Set up a data science client for Python development on SQL Server Machine Learning Services

Applies to: SQL Server 2016 (13.x), SQL Server 2017 (14.x), and SQL Server 2019 (15.x), SQL Server 2019 (15.x) - Linux

Python integration is available in SQL Server 2017 and later, when you include the Python option in a Machine Learning Services (In-Database) installation.

Note

Currently this article applies to SQL Server 2016 (13.x), SQL Server 2017 (14.x), SQL Server 2019 (15.x), and SQL Server 2019 (15.x) for Linux only.

To develop and deploy Python solutions for SQL Server, install Microsoft's revoscalepy and other Python libraries your development workstation. The revoscalepy library, which is also on the remote SQL Server instance, coordinates computing requests between both systems.
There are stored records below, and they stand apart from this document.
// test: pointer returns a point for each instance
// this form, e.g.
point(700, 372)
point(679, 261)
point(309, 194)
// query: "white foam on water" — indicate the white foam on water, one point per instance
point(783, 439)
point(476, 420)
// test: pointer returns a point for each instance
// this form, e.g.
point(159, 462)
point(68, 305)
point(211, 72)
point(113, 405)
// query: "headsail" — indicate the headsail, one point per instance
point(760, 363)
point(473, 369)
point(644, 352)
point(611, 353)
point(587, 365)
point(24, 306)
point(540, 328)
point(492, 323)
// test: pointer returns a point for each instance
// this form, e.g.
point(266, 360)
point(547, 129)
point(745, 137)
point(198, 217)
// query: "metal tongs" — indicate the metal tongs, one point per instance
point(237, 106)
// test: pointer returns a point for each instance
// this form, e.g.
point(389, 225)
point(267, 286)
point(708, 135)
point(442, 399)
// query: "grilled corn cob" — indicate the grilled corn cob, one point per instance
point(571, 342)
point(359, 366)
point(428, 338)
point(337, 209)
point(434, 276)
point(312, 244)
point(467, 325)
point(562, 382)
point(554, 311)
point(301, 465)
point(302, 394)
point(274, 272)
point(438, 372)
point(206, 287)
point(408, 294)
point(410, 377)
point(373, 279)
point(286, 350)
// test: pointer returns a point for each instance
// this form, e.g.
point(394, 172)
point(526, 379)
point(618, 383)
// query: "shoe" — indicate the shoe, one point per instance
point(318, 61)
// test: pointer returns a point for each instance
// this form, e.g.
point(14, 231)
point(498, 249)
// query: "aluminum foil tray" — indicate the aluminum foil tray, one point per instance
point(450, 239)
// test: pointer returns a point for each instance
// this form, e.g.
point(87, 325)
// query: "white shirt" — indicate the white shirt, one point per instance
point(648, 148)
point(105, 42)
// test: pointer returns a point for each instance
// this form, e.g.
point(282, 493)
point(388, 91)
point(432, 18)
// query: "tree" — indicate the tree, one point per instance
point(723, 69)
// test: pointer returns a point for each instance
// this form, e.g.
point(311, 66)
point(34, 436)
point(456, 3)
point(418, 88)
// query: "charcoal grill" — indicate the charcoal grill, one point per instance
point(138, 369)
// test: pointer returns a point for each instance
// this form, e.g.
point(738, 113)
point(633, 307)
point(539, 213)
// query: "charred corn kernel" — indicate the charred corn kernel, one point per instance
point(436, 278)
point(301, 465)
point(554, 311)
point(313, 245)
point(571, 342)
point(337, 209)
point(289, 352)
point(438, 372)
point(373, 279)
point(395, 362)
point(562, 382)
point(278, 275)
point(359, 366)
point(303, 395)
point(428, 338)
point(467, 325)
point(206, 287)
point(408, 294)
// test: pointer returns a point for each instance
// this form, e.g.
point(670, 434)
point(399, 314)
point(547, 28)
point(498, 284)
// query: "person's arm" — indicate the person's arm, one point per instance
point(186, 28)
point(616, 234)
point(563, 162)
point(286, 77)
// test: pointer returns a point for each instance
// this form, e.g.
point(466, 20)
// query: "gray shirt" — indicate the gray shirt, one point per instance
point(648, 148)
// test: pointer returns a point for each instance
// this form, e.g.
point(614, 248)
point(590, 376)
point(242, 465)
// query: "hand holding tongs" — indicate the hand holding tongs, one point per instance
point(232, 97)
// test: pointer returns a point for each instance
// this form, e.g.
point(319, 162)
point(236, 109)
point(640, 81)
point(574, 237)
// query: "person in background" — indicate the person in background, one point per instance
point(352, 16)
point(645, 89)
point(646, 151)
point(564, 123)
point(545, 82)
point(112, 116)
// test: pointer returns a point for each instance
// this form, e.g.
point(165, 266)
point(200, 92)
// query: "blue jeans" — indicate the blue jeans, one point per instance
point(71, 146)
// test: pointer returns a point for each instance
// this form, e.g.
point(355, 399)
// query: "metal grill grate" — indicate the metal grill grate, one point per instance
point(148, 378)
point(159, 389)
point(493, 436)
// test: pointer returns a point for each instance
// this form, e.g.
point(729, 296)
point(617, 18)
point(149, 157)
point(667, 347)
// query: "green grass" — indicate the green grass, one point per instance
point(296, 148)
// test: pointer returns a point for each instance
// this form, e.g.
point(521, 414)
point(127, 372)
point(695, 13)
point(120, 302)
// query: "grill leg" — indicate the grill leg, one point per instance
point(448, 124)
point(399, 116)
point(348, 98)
In this article, learn how to configure a Python development workstation so that you can interact with a remote SQL Server enabled for machine learning and Python integration. After completing the steps in this article, you will have the same Python libraries as those on SQL Server. You will also know how to push computations from a local Python session to a remote Python session on SQL Server.

Client-server components

To validate the installation, you can use built-in Jupyter Notebooks as described in this article, or link the libraries to PyCharm or any another IDE that you normally use.

Tip

For a video demonstration of these exercises, see Run R and Python remotely in SQL Server from Jupyter Notebooks.

Commonly used tools

Whether you are a Python developer new to SQL, or a SQL developer new to Python and in-database analytics, you will need both a Python development tool and a T-SQL query editor such as SQL Server Management Studio (SSMS) to exercise all of the capabilities of in-database analytics.

For Python development, you can use Jupyter Notebooks, which come bundled in the Anaconda distribution installed by SQL Server. This article explains how to start Jupyter Notebooks so that you can run Python code locally and remotely on SQL Server.

SSMS is a separate download, useful for creating and running stored procedures on SQL Server, including those containing Python code. Almost any Python code that you write in Jupyter Notebooks can be embedded in a stored procedure. You can step through other quickstarts to learn about SSMS and embedded Python.

1 - Install Python packages

Local workstations must have the same Python package versions as those on SQL Server, including the base Anaconda 4.2.0 with Python 3.5.2 distribution, and Microsoft-specific packages.

An installation script adds three Microsoft-specific libraries to the Python client. The script installs:

  • revoscalepy, used for defining data source objects and the compute context.
  • microsoftml providing machine learning algorithms.
  • azureml which applies to operationalization tasks associated with a standalone server context and might be of limited use for in-database analytics.
  1. Download an installation script.

  2. Open a PowerShell window with elevated administrator permissions (right-click Run as administrator).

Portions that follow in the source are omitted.